My dissertation broadly examines how individuals respond to incentives imbedded in various policy designs. I study a variety of policies, including teacher retirement incentives, child care subsidies, and the Earned Income Tax Credit. The evidence presented here is of importance to policy analysis and design.

In the first chapter, I examine what types of teachers respond to early retirement incentives (ERIs). In recent years, many education programs have been faced with steep budget cuts. In response to these budget shortfalls, many school districts have turned to the use of ERIs to induce higher cost, but highly experienced teachers to retire. A key question is how these incentives affect students. Using a newly assembled panel dataset of school district ERI policies in California. I employ a difference-in-differences strategy and find that after districts offered retirement incentives, student test scores improved. These results suggest that less-effective, but highly experienced teachers respond the most to the retirement incentives.

The second chapter examines whether child care subsidy policies, which are intended to provide work-related support for low income families, can actually discourage work. Specifically, I examine how the sharp phase-out of subsidy benefits creates an incentive for parents near the maximum income eligibility limits to lower their labor supply in order to qualify for the subsidy. I exploit recent changes in income eligibility thresholds across different states and years and construct an exogenous simulated measure of eligibility. I find that an increase in subsidy generosity, primarily driven by an increase in maximum income eligibility thresholds, has a net negative effect on hours and earnings for single mothers.

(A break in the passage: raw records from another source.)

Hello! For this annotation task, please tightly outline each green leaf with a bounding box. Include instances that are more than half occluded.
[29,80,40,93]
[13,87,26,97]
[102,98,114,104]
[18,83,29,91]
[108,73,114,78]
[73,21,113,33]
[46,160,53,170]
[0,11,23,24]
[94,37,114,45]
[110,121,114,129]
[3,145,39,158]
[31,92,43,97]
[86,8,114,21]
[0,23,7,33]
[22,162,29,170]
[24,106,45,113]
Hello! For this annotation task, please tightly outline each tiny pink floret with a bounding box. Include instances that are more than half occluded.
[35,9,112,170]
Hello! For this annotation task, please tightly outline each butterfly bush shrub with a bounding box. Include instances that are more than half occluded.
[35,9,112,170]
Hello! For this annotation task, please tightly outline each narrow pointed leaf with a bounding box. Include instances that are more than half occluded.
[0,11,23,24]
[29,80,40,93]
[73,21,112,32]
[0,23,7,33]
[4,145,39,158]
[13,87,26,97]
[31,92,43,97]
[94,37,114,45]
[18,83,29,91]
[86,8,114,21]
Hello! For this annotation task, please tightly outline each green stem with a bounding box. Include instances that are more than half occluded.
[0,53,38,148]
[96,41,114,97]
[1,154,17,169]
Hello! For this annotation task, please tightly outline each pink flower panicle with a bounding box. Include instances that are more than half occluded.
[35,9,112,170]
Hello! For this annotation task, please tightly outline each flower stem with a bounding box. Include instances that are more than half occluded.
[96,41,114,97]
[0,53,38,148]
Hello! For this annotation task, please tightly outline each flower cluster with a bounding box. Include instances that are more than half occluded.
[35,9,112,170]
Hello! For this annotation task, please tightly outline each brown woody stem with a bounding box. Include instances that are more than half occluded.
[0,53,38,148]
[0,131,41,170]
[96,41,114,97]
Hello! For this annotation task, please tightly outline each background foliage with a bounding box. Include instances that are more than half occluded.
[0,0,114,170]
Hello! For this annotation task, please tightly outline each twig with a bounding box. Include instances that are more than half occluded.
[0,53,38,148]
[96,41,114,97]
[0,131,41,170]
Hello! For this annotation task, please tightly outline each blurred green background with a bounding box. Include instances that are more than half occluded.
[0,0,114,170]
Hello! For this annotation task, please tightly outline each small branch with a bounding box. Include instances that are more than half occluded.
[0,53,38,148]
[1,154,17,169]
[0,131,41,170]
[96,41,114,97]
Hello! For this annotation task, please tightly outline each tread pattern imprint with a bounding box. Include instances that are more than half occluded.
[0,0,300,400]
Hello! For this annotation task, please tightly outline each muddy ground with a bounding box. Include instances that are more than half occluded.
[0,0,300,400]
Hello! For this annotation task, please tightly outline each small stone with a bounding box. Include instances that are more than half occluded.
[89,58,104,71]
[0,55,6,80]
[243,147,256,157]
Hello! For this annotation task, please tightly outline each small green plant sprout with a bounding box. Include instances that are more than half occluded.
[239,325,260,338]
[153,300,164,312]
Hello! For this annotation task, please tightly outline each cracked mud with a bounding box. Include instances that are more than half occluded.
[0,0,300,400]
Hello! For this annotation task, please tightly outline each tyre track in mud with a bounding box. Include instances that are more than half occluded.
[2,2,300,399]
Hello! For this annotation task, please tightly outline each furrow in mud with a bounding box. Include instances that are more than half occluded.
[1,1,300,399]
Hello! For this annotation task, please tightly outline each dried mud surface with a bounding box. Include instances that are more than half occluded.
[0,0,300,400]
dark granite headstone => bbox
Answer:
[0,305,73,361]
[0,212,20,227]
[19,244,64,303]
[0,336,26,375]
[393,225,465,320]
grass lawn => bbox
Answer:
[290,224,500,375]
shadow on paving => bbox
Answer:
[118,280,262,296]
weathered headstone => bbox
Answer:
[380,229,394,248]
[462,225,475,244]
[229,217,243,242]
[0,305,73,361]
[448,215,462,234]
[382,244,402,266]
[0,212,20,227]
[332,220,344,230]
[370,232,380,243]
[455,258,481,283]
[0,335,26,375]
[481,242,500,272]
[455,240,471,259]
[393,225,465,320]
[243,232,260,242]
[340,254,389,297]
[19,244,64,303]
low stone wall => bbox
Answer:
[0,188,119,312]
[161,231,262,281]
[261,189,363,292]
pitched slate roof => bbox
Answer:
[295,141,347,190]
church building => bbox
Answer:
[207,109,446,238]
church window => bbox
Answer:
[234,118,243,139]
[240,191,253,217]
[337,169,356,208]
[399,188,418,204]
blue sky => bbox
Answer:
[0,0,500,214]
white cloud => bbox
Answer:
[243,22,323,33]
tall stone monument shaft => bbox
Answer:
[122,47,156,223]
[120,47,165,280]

Finally, the third chapter, which is joint work with Professor David Neumark, studies whether state supplemental Earned Income Tax Credits (EITCs) encourage participation in the federal EITC. The EITC provides refundable tax credit for working families with low to moderate income. Existing research has linked the EITC to many positive labor supply and welfare outcomes for low to moderate income families. States and local governments should be interested in maximizing participation of their constituents in the federal EITC not only because of these anti-poverty effects, but because of other economic benefits, such as an increase federal tax dollars being spent by EITC recipients. We use recent state EITC policy variation during a period when there were no major changes in the federal EITC to explore whether state EITCs actually influence participation in the federal program. We find evidence that state EITCs encourage federal participation for single filers with children.